Oral Presentation 16th Lorne Infection and Immunity 2026

The IL-33/ST2 signaling axis activates pulmonary ILC2s in SARS-CoV-2 infection and enhances COVID-19 disease severity (131992)

Claire Fleming 1 , Duncan J Hart 1 , Md Jashim Uddin 1 , Rebecca J Dodd 2 , Anthony J Day 2 , Henry J McSorley 3 , Judith E Allen 2 , William A Petri Jr 1
  1. Division of Infectious Diseases and International Health, University of Virginia, Charlottesville, Virginia, United States
  2. Manchester Cell-Matrix Centre and Lydia Becker Institute for Immunology & Infection, University of Manchester, Manchester, United Kingdom
  3. Division of Cell Signalling and Immunology, University of Dundee, Dundee, United Kingdom

Immunopathogenesis drives both severe acute COVID-19 and postacute sequelae of COVID-19 (PASC). Therefore, dissecting the immune response to SARS-CoV-2, the causative agent of COVID-19, is critical to understand disease pathogenesis and identify pathways targetable by therapeutic intervention. Our lab previously discovered a link between the type 2 cytokine IL-13 and COVID-19 severity, prompting us to investigate drivers of type 2 immunity in COVID-19. The alarmin cytokine IL-33 is a potent inducer of type 2 immunity, as its receptor ST2 is expressed by type 2 cells including type 2 innate lymphoid cells (ILC2s). We therefore sought to investigate IL-33/ST2 signaling in mouse-adapted SARS-CoV-2 MA10 (MA10) infection, a mouse model of COVID-19. In MA10 infection, ST2-/- mice had improved survival as compared to wild-type mice (69.2% vs 13.3% survival; P = 0.0005). In a complementary pharmacologic approach, IL-33/ST2 signaling was inhibited using the helminth-derived protein HpBARI_Hom2. In MA10 infection, HpBARI_Hom2-treated mice had improved survival (60% vs 10% survival; P = 0.0035), and reduced pulmonary pathology as compared to inert control-treated mice. HpBARI_Hom2 treatment did not reduce viral titers, suggesting an immunopathogenic role for IL-33/ST2 signaling independent of viral control.
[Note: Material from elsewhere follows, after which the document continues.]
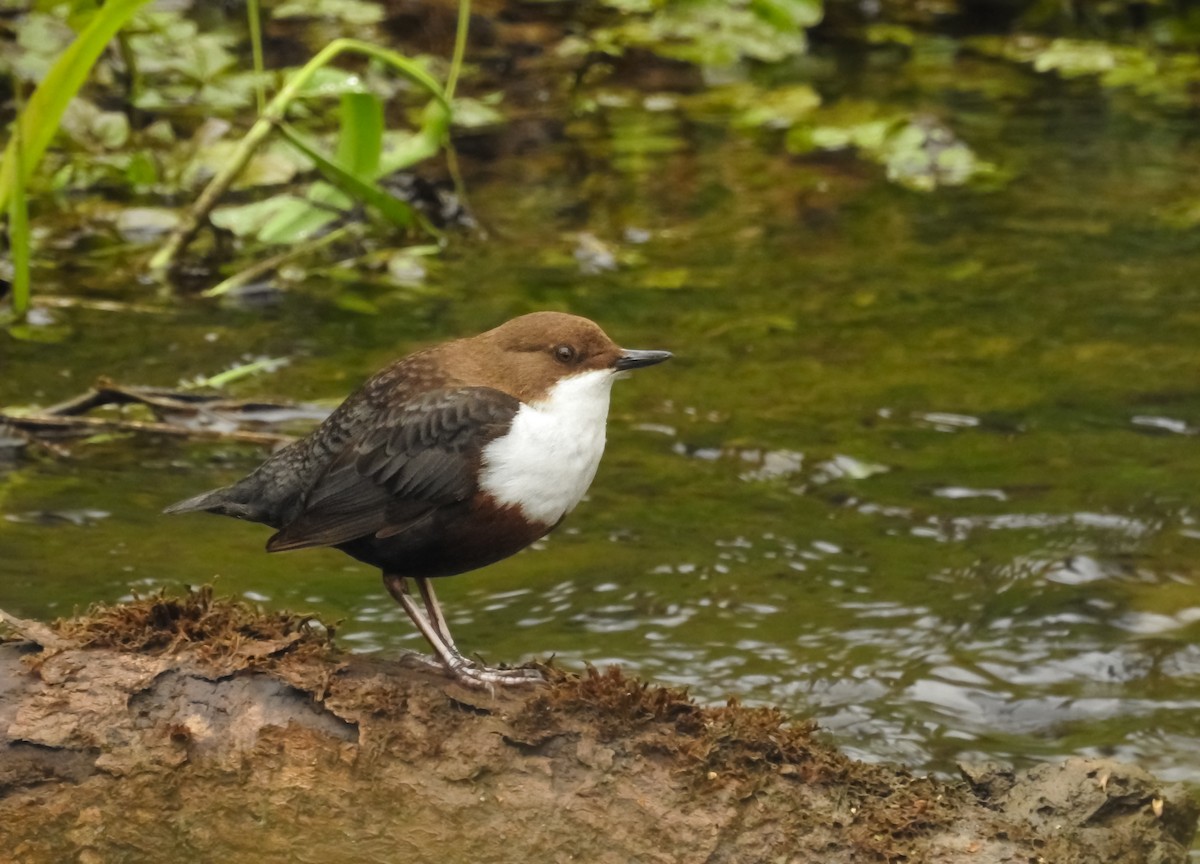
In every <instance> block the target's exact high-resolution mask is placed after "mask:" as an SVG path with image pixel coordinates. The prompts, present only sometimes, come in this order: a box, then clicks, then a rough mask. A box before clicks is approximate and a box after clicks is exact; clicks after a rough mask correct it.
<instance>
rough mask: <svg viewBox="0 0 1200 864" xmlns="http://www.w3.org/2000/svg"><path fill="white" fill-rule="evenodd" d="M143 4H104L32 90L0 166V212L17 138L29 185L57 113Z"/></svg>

In MA10 infection, HpBARI_Hom2-treated mice had reduced IL-5 in bronchoalveolar lavage fluid and reduced IL-13 expression by pulmonary ILC2s, suggesting activation of ILC2s may be a mechanism through which IL-33/ST2 signaling drives pathogenesis. To test whether IL-33-activated ILC2s were sufficient to drive severe disease, we employed an adoptive transfer model and found that transfer of ST2+ ILC2s to ST2-/- mice did indeed increase pulmonary pathology during MA10 infection. Future work will investigate how IL-33/ST2 signaling impacts extracellular matrix composition, as we have also found HpBARI_Hom2 treatment reduces the accumulation of pulmonary hyaluronan during MA10 infection. This research identifies the IL-33/ST2 axis as a potential therapeutic target in treatment of infection-induced pulmonary immunopathogenesis.